Manski (1993) defines the reflection problem as follows. Let \(dim(\varvec{a})\) denote the dimension of some generic vector \(\varvec{a}\). The reflection problem states that if \(dim(\varvec{X}_{g}) = dim(\varvec{Y}_g)\), then linearity masks the econometric identification of the (endogenous) social interactions parameter \(J\) and the vector of contextual effect parameters \(\beta _2\). To see this clearly, one can plug Eq. (8.3) into Eq. (8.1) to obtain the outcome equation

$$\begin{aligned} \omega _{i_g} = \frac{\beta _0}{1 - J} + \beta _1 \varvec{X}_{i_g} + \frac{J \beta _1}{1 - J} \varvec{X}_{g} + \frac{\beta _2}{1 - J} \varvec{Y}_g + \epsilon _{i_g}. \end{aligned}$$

(8.4)

When the reflection problem is in effect, i.e., when \(dim(\varvec{X}_{g}) = dim(\varvec{Y}_g)\), \(J\) and \(\beta _2\) cannot be distinguished from each other econometrically, which implies that social interactions cannot be identified. For expositional purposes, we abuse the notation and set \(\varvec{X}_{g} = \varvec{Y}_g\), which yields the equation

$$\begin{aligned} \omega _{i_g} = \frac{\beta _0}{1 - J} + \beta _1 \varvec{X}_{i_g} + \frac{J\beta _1 + \beta _2}{1 - J} \varvec{Y}_g + \epsilon _{i_g}. \end{aligned}$$

(8.5)

Obviously, it is impossible to separate \(J\) from \(\beta _2\). One solution is to propose an additional \(X_g\) which is not in \(\varvec{Y}_g\); that is, we need to have \(dim(\varvec{X}_{g}) = dim(\varvec{Y}_g) + 1\). If such a \(X_g\) exists, then all the parameters in our linear-in-means model are identified. In other words, one individual-level variable, the mean of which cannot be regarded as a group-level variable, is required for identification of social interactions. To demonstrate this, let \(\tilde{X}_g\) be an element of the vector \(\varvec{X}_{g}\) and let \(\tilde{\beta }_1\) be the coefficient associated with \(\tilde{X}_g\). Let \(\tilde{X}_g \notin \varvec{Y}_g\) and \(dim(\varvec{X}_{g}) = dim(\varvec{Y}_g) + 1\). In other words, we let \(\tilde{X}_g\) define that additional variable in \(\varvec{X}_{g}\), which does not correspond to a contextual variable. Then, Eq. (8.4) can be rewritten as

$$\begin{aligned} \omega _{i_g} = \frac{\beta _0}{1 - J} + \beta _1 \varvec{X}_{i_g} + \frac{J \tilde{\beta }_1}{1 - J} \tilde{X}_{g} + \frac{J\bar{\beta }_1 + \beta _2}{1 - J} \varvec{Y}_g + \epsilon _{i_g}, \end{aligned}$$

(8.6)

where \(\bar{\beta }_1\) consists of the elements of \(\beta _1\) except \(\tilde{\beta }_1\). In other words, \(\beta _1 = [\tilde{\beta }_1 \bar{\beta }_1]\). From Eq. (8.6), \(\tilde{\beta }_1\) can be identified, which implies that \(J\) and \(\beta _2\) can separately be identified within this framework. Again, the key point is the existence of a variable \(\tilde{X}_g\), which does not correspond to a contextual variable \(\varvec{Y}_g\). Individual-level variables such as gender, education, age, marital status, and so on necessarily correspond to contextual effects when averaged out. One should find an individual-level variable \(\tilde{X}_g\) such that it cannot be interpreted as a group-level characteristic. If such a variable exists, it serves as an instrument and secures identification of \(J\) and \(\beta _2\) separately.

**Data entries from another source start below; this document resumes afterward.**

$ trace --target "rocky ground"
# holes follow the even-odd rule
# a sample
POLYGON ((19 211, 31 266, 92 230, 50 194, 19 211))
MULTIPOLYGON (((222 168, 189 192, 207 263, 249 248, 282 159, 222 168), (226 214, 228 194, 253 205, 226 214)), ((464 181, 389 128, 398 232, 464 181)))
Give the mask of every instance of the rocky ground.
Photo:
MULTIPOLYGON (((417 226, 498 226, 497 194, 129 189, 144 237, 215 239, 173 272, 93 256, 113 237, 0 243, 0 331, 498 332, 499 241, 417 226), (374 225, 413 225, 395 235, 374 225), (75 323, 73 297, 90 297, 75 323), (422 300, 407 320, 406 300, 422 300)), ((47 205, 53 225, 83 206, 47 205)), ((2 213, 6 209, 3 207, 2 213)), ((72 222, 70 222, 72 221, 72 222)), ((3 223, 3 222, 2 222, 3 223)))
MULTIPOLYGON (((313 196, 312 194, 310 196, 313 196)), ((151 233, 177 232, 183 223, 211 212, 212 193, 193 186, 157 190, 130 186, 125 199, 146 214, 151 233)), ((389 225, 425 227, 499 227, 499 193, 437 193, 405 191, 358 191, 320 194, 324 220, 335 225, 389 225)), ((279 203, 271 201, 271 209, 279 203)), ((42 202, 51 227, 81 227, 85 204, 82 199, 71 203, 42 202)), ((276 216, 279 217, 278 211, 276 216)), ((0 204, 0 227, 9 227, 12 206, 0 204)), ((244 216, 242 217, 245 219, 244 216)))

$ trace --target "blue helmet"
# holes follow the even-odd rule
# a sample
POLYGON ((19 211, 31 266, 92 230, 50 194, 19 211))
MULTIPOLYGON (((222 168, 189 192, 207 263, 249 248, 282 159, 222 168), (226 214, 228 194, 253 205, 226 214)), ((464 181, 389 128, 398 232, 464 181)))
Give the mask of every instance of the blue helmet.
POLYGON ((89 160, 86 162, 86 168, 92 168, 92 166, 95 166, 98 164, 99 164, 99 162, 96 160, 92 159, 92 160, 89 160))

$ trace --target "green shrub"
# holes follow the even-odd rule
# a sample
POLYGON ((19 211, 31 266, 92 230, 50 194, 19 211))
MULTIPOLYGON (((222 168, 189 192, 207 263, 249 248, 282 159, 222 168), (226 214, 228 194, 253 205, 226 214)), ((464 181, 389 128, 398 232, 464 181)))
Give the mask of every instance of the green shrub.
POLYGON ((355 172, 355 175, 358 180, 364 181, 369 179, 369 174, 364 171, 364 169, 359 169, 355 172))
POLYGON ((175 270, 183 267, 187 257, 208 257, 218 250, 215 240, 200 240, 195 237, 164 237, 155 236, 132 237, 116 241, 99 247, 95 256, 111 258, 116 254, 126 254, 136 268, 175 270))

Appendix 3: Details of the Instrumental Variable

In this part, we explain the main intuition behind our IV strategy with an example. Suppose that there are many individuals in the population and each individual interacts with only a group of them. Individuals self-report the following happiness levels (everything is observed—the scale of the numbers is arbitrary, but the ordering of the days is consistent with the estimates reported in Table 2):

$$\begin{aligned}&M: (7+\epsilon _{M}) \\&T: (6+\epsilon _{T}) \\&W: (6+\epsilon _{W}) \\&T: (6+\epsilon _{T}) \\&F: (5+\epsilon _{F}) \\&St: (5+\epsilon _{St}) \\&S: (7+\epsilon _{S}). \end{aligned}$$

A lower score corresponds to a higher happiness level, just as in the BHPS dataset. Each individual’s type is given by the vector \(\varvec{\epsilon }=\bigl (\epsilon _{M}, \epsilon _{T}, \epsilon _{W}, \epsilon _{T}, \epsilon _{F}, \epsilon _{St}, \epsilon _{S}\bigr )\). We assume that \(\varvec{\epsilon }\) is independent and identically distributed (iid) across individuals. Elements of \(\varvec{\epsilon }\) have all zero means, but different variances. Thus, the joint distribution of \(\varvec{\epsilon }\) has mean 0 and a covariance matrix \(\varvec{\Sigma }\). Individuals are identical apart from their \(\varvec{\epsilon }\)’s. As a result, on average, we will have a 7, 6, 6, 6, 5, 5, 7 pattern from Monday to Sunday, just as the ordering of our estimates suggest. The overall mean is 6. However, this is the case at the population level. The group-level means would be different depending on the configuration of the \(\varvec{\epsilon }\)’s.

To resolve the reflection problem, we need one variable that is correlated with the individual-level happiness score, but does not correspond to a contextual effect. The mean of this variable should affect the individual’s happiness level only through the group-level happiness. Let’s say we put only “Saturday” as an instrument. The mean of this variable could in fact correspond to a contextual effect, because we would be picking those who are more likely to feel happier due to a possible self-selection into a Saturday interview.

We first make the observation that groups with a higher fraction of individuals interviewed on, say, a Wednesday or Friday or Sunday have higher average happiness levels. To capture this effect, we construct a dummy variable \(D=1\) if the individual is interviewed on either of these days, and 0 otherwise. Clearly, the group-level mean of \(D\) is not a meaningful contextual variable. But the incidental correlation between \(\epsilon _W\), \(\epsilon _F\), and \(\epsilon _S\) at the group level makes the group-level mean of \(D\) a strong determinant of social interactions. So, the main identifying assumption is that groups with a larger fraction of individuals interviewed on Wednesdays, Fridays, or Sundays have higher happiness levels on average. The empirical justification is presented in Table 7.

Table 7 \(p\)—values of the day dummies

To sum up, we try to obtain a “synthetic” day-of-the-week variable that can potentially resolve the reflection problem.